In the seminal paper “Stacked generalization“, David H. Wolpert generalizes the idea of cross-validation.
Suppose you had a data set $(x_i, y_i)$ where $i=1, \ldots, n$, $x_i \in A$, and $y_i \in R$. For cross validation, you might partition the data set into three subsets, train $k$ classifiers on two of the three subsets, and test the classifiers on the held out data. Then we might select one of the $k$ classifiers by choosing the classifier which did the best on the held out data.
Wolpert generalizes this idea by forming an $n$ by $k$ matrix of predictions from the $k$ classifiers. The $i$th row and the $j$th column would contain the prediction of the $j$th classifier on $x_i$ trained on partitions of the data set that do not include $x_i$. Then Wolpert would train a new classifier using the $i$th row of the matrix as input and trying to match $y_i$ as output. The new classifier $f$ would map $R^k$ into $R$. Let $G_j$ be the result of training the $j$th classifier on all of the data.
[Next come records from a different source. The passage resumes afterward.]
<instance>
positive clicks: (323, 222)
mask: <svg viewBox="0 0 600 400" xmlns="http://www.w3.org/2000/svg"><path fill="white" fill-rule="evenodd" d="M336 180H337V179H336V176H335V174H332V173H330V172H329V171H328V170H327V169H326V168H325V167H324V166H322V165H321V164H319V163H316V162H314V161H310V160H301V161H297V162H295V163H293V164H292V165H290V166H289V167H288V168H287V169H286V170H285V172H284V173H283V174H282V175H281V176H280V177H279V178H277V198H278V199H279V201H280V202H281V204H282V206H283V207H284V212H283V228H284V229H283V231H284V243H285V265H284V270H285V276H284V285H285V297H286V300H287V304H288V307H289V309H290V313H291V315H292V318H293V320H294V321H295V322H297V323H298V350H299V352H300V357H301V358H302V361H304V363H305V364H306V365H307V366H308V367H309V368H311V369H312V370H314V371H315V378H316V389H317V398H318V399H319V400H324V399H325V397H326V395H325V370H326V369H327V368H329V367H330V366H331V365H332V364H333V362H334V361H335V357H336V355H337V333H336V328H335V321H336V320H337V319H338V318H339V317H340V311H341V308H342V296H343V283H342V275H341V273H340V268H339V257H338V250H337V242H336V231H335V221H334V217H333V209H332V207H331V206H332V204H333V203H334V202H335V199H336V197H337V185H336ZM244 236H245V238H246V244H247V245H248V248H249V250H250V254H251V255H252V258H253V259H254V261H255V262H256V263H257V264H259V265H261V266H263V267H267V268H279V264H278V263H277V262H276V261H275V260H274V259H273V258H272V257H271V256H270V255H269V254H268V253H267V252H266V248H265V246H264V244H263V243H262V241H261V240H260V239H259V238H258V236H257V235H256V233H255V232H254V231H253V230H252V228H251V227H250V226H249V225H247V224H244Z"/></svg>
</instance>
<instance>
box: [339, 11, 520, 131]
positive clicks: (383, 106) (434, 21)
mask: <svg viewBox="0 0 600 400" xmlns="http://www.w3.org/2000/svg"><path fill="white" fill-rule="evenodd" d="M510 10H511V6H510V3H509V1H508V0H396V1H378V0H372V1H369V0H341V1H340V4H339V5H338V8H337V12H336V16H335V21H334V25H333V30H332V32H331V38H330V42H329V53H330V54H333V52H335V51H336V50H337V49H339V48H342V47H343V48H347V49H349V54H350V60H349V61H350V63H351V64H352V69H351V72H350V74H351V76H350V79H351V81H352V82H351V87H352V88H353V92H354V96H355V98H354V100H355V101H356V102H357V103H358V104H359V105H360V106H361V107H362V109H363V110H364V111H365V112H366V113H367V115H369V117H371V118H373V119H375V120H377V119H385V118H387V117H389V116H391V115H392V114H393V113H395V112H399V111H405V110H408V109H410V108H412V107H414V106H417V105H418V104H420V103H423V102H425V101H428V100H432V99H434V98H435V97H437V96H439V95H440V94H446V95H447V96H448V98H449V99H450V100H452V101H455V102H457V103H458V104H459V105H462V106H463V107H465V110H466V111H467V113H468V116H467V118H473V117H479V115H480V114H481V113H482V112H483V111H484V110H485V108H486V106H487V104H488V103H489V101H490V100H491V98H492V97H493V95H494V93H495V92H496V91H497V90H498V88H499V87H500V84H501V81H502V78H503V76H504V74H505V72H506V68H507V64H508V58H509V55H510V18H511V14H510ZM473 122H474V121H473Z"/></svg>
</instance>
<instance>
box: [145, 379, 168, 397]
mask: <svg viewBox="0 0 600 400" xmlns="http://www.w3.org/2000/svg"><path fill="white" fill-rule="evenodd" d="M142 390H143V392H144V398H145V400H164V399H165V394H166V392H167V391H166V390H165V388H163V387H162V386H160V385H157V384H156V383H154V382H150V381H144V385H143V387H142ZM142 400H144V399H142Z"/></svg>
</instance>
Then the Wolpert generalized classifier would have the form
$$h(x) = f( G_1(x), G_2(x), \ldots, G_k(x) ).$$
Wolpert actually describes an even more general scheme which could have a large number of layers, much like deep belief networks and auto encoders. The idea of leaving part of the data out is similar to denoising or dropout.
In the paper “Feature-Weighted Linear Stacking“, Sill, Takacs, Mackey, and Lin describe a faster version of stacking used extensively by the second place team in the Neflix Prize contest.